I recognise, at the core of the parliamentary secretary's ministerial statement today, that the government wishes to provide certainty to basin communities by placing a cap of 1,500 gigalitres on water purchases. As with the Basin Plan itself and many aspects of it, there are different points of view on the issue of water purchase versus infrastructure measures as the best means of achieving the agreed outcomes of the Basin Plan. I have spoken with a number of different stakeholders about this particular issue, including the National Farmers' Federation, the National Irrigators Council, the Australian Conservation Foundation and many others. I very much appreciate the time taken by those groups—most recently the NIC and the NFF, whom I met with over the last couple of weeks—to give me the benefit of their views about this issue, in particular, and implementation of the plan, in general. I also acknowledge the work that the parliamentary secretary and his office has done to try to continue the bipartisan basis on which this parliament has dealt with this plan over the past few years.

For the opposition there are two key imperatives around the success of the Basin Plan, beyond the engagement I have talked about with stakeholders, such as the NIC, NFF, ACF and others. Those imperatives are: firstly, to achieve, as far as possible, bipartisanship within this parliament, and I acknowledge that is a discussion we are in the process of having; and secondly, that there is the support of those basin states. That is the unknown position, from our perspective.

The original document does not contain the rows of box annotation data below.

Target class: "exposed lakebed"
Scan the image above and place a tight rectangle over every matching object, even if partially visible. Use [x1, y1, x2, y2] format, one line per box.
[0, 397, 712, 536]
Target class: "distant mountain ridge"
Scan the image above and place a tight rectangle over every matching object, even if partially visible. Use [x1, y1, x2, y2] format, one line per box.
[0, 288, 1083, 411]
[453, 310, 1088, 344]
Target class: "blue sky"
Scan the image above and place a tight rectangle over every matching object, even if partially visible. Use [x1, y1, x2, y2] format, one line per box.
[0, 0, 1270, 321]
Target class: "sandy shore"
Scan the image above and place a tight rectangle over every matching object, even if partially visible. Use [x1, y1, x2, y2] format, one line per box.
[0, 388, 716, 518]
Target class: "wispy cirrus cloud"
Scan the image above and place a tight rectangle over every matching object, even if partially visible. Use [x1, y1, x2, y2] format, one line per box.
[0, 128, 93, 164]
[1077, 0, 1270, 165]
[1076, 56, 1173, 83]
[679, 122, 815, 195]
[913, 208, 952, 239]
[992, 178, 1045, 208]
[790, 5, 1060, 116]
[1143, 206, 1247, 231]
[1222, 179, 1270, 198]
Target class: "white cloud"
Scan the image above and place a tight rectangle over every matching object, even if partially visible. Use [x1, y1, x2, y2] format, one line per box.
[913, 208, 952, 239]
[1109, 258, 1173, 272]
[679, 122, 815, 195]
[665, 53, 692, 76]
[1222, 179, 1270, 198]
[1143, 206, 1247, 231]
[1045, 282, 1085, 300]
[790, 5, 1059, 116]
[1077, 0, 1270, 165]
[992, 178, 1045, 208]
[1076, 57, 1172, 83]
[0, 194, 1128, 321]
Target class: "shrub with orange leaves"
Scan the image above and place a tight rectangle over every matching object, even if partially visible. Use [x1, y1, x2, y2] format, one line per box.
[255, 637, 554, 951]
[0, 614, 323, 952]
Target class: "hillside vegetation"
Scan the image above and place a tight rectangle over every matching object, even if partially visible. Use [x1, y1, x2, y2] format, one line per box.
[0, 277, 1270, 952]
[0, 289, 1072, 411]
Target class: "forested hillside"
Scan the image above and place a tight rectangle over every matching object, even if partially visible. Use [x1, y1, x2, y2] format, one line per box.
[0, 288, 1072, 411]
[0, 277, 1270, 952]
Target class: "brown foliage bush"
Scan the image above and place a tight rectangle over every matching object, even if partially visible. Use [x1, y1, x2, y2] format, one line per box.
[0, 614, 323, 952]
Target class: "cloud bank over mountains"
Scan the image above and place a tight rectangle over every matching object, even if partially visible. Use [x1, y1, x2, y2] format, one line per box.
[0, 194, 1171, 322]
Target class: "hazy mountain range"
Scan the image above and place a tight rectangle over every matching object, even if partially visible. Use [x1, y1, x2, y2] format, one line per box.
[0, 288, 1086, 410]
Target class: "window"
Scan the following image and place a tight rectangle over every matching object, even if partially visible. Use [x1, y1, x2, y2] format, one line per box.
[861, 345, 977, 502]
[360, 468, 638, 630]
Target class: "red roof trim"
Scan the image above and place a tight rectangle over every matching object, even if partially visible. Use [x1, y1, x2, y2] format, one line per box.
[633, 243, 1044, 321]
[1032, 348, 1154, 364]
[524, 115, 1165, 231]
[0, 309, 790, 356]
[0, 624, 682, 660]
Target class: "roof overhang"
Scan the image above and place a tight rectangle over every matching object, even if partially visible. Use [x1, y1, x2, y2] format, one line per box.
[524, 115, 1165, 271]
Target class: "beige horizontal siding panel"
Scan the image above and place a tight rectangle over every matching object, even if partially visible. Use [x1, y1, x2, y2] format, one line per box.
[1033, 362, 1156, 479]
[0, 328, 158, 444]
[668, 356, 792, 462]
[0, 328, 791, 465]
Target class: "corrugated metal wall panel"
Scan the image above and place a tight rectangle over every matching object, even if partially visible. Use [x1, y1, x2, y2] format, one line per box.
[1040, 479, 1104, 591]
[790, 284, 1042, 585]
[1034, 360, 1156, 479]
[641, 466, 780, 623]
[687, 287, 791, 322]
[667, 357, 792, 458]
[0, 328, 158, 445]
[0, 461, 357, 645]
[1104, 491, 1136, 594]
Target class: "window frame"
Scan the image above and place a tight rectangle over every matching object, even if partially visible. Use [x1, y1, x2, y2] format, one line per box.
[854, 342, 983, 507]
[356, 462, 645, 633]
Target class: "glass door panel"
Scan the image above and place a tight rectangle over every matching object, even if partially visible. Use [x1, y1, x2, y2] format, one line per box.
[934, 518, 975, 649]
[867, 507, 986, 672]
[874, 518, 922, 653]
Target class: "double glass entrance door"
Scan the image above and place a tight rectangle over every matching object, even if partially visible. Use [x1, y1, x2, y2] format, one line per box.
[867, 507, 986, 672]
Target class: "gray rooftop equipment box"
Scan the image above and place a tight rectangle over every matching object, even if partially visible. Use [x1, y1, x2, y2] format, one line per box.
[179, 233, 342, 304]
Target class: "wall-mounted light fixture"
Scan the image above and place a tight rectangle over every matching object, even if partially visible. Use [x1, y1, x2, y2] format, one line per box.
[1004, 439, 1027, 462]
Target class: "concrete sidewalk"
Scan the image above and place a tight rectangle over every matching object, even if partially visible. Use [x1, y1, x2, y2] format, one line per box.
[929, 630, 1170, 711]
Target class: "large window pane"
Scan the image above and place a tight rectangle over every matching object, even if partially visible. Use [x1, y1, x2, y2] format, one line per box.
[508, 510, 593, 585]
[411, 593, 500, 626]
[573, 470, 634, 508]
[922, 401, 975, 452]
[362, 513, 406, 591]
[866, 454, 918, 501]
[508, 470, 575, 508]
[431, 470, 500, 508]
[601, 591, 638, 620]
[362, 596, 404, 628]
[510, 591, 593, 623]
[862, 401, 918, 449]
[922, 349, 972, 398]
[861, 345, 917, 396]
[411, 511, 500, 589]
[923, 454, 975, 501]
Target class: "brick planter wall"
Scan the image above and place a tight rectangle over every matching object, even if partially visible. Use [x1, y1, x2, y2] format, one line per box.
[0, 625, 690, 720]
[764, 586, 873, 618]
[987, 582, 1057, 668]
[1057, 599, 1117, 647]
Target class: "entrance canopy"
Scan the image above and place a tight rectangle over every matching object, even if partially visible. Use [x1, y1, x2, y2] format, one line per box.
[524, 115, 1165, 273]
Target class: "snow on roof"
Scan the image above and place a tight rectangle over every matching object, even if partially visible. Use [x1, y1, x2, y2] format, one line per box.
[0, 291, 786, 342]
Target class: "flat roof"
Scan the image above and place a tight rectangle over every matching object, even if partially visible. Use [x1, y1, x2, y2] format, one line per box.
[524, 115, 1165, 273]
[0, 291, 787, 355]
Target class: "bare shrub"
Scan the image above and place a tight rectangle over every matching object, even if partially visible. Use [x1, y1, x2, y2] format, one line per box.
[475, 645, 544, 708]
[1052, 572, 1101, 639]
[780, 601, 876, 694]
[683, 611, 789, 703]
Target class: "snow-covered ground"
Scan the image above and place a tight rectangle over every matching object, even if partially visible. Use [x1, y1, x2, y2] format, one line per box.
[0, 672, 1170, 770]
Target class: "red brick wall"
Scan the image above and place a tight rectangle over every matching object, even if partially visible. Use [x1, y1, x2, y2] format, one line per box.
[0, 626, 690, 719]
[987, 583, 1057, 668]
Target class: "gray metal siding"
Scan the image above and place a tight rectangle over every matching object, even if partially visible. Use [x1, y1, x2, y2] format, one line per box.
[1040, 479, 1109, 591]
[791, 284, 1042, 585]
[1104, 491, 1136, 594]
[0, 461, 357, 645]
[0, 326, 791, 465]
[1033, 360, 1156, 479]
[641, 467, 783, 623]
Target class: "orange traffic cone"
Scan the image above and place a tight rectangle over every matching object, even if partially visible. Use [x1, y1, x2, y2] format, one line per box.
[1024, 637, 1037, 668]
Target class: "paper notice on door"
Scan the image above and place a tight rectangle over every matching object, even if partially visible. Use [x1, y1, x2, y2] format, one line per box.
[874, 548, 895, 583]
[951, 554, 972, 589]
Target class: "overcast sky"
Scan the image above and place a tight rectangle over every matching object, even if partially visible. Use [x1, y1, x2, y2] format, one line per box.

We understand there are some views that the South Australian government has already expressed about this cap. We will continue to talk with them, and I am sure the parliamentary secretary will as well. For understandable reasons, the Victorian and Queensland governments are fairly new to the job and I am not aware that they have expressed a developed position about this. But, obviously, the opposition—and I am sure, the government—would be very keen to know the views of those new governments and, for very obvious reasons—being 48 hours out from a New South Wales election—I think the New South Wales government has been distracted by other matters.

I do encourage—not that I probably need to—the government to continue to talk with those basin states, because the opposition will certainly be very keen to understand the views of those four states before we reach a view about the wisdom or otherwise of imposing a legislated cap on water buybacks to the tune of 1,500 gigalitres.

We do look forward to further reports from the parliamentary secretary about the implementation of this plan, and we do undertake to continue to work constructively with the government on that very important work.